L’Américain réfléchit un instant en tirant furieusement sur un cigare gros comme un barreau de chaise.

– Bon ! soupira-t-il enfin. Mieux vaut attendre qu’il soit revenu ici. Maintenant écoutez-moi bien ! Le soir de la fête, je serai chez Kledermann – il leur faudra sûrement du personnel supplémentaire. Quand je le jugerai bon, je vous ferai signe et vous me conduirez à la chambre forte dont vous allez m’expliquer comment on y accède. Ensuite, vous retournerez surveiller les salons en observant, bien entendu, le banquier en priorité. S’il fait mine de sortir vous le retiendrez. Maintenant, je vous écoute !
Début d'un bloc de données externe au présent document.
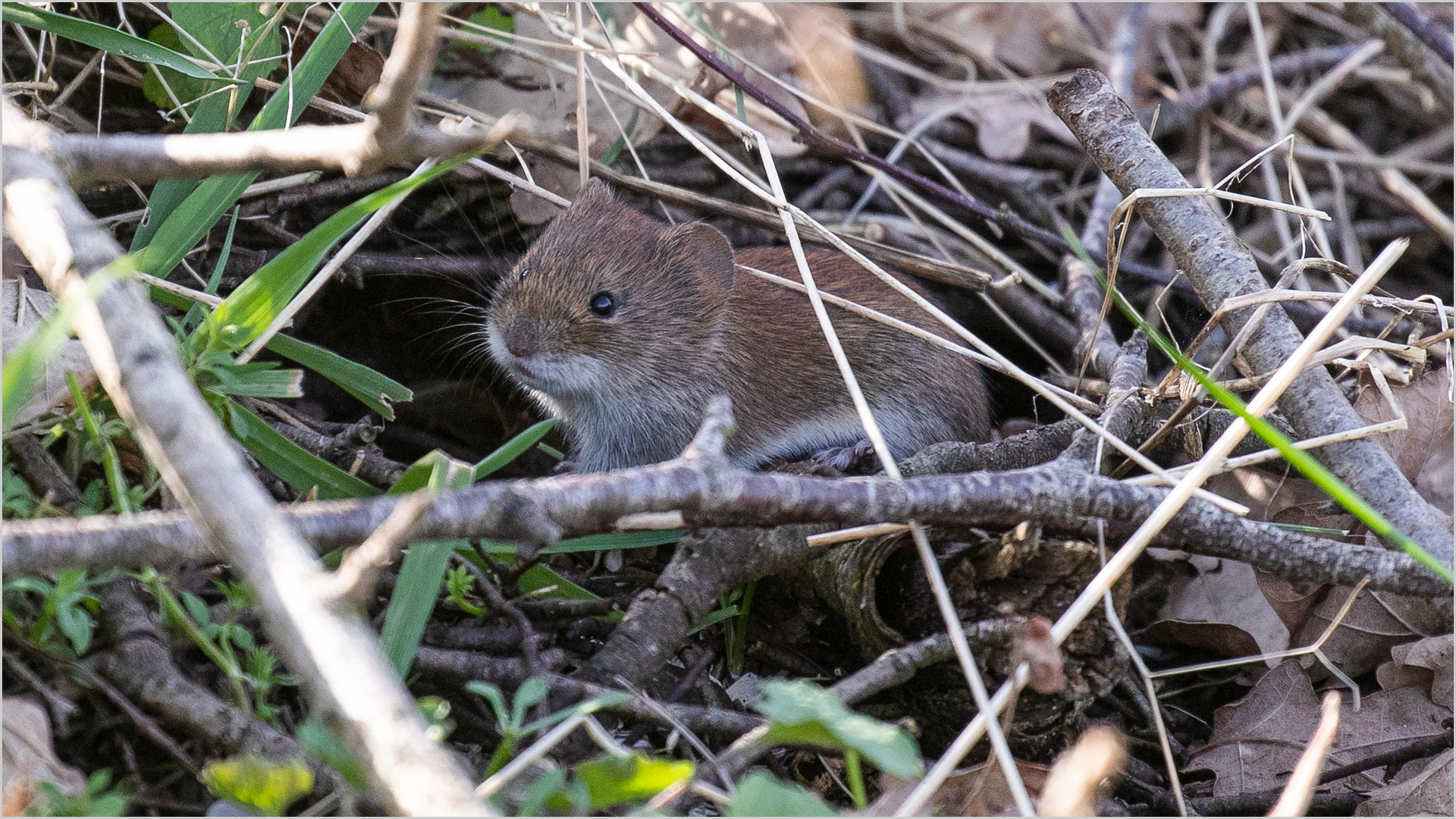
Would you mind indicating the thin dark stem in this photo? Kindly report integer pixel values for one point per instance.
(1410, 17)
(833, 146)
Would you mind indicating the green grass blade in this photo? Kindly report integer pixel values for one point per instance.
(108, 39)
(424, 569)
(204, 206)
(372, 388)
(1313, 469)
(294, 465)
(513, 449)
(253, 306)
(25, 365)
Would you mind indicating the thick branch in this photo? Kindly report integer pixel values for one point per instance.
(337, 659)
(1219, 267)
(541, 510)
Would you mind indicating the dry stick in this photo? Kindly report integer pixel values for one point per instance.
(1219, 267)
(335, 659)
(582, 156)
(1134, 545)
(932, 570)
(778, 199)
(388, 136)
(325, 273)
(1301, 787)
(837, 148)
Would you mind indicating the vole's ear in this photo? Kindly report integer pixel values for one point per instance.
(596, 193)
(702, 254)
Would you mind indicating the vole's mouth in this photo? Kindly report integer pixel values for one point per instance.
(555, 373)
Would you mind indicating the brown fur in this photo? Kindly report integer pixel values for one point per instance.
(631, 388)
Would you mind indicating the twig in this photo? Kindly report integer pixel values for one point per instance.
(335, 659)
(582, 504)
(389, 136)
(1301, 786)
(1219, 267)
(1178, 114)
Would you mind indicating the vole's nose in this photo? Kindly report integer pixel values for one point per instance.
(522, 338)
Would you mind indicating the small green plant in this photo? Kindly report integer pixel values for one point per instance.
(99, 799)
(802, 713)
(511, 720)
(268, 786)
(63, 623)
(253, 670)
(459, 582)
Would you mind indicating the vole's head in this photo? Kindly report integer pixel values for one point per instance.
(609, 302)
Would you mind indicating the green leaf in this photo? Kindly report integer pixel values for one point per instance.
(258, 379)
(764, 795)
(511, 449)
(294, 465)
(187, 222)
(802, 713)
(424, 567)
(613, 780)
(542, 789)
(492, 694)
(258, 300)
(27, 362)
(373, 390)
(488, 20)
(321, 741)
(715, 617)
(267, 784)
(1301, 460)
(185, 88)
(530, 692)
(108, 39)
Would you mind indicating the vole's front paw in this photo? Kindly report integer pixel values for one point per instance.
(845, 458)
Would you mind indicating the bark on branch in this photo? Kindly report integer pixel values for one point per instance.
(335, 657)
(708, 493)
(1219, 267)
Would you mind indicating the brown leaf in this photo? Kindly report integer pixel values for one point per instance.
(1258, 739)
(1040, 38)
(1222, 639)
(979, 790)
(1429, 436)
(1225, 592)
(1376, 623)
(1426, 664)
(30, 758)
(1429, 793)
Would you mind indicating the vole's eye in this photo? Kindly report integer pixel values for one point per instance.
(603, 305)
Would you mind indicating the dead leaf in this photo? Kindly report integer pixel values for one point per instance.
(1002, 118)
(1081, 773)
(25, 308)
(1223, 594)
(1041, 38)
(1376, 623)
(979, 790)
(1031, 642)
(1429, 436)
(1258, 739)
(1426, 664)
(30, 757)
(1429, 793)
(1222, 639)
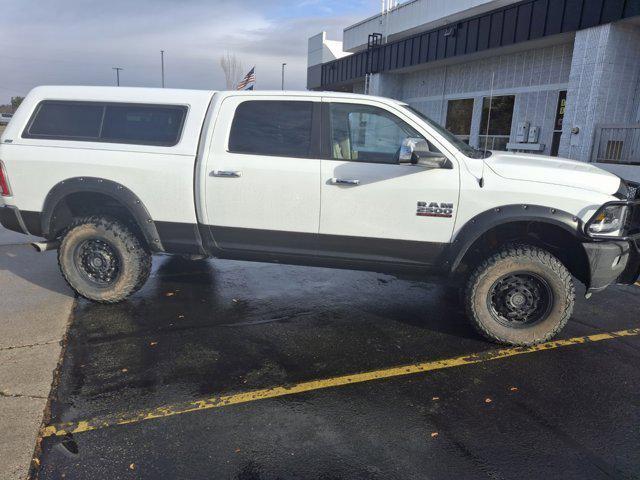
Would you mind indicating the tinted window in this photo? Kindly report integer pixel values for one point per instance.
(459, 114)
(266, 127)
(367, 134)
(67, 120)
(142, 124)
(108, 122)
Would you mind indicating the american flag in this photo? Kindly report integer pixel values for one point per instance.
(249, 81)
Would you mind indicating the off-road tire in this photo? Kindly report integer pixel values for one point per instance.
(519, 259)
(134, 260)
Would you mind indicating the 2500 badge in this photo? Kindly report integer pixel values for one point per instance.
(434, 209)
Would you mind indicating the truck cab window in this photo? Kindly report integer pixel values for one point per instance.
(272, 127)
(363, 133)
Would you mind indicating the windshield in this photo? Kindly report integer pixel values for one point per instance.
(467, 150)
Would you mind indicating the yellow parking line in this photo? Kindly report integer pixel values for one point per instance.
(280, 391)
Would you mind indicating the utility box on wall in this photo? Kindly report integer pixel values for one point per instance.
(522, 133)
(534, 135)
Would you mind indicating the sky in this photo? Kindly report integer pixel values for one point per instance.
(77, 42)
Morosini dressa un tableau assez exact du cabinet du banquier et des accès à la chambre forte. Il n’éprouvait aucun scrupule à renseigner le bandit, car il lui réservait une surprise de dernière minute. Qu’il livra d’ailleurs à la fin de son exposé :

– Il faut que vous sachiez ceci : la petite clé qui ouvre le panneau de la chambre forte est pendue au cou de Kledermann et je ne vois pas comment vous pourriez vous la procurer.

La nouvelle ne fit aucun plaisir à Ulrich. Il mâchonna quelque chose entre ses dents mais, si Aldo pensait qu’il allait s’avouer vaincu, il se trompait. Au bout de quelques instants, le visage assombri de l’Américain s’éclaira :

– L’important, c’est de le savoir, conclut-il.

– Vous n’avez pas l’intention de le tuer ? fit Morosini sèchement. En ce cas, il ne faudrait pas compter sur mi !

– L’aimeriez-vous plus que votre femme ? Rassurez-vous, j’ai l’intention de résoudre ce nouveau problème à ma façon… et sans violence excessive. Je suis, sachez-le, un grand professionnel. À présent, écoutez ce que j’ai à vous dire.

Avec beaucoup de clarté, il détailla pour Aldo ce qu’il aurait à faire, ne se doutant pas que celui qu’il croyait tenir était bien décidé à tout tenter pour récupérer le rubis sans laisser pour autant le joyeux Ulrich disparaître dans la nature avec l’une des plus belles collections de bijoux au monde.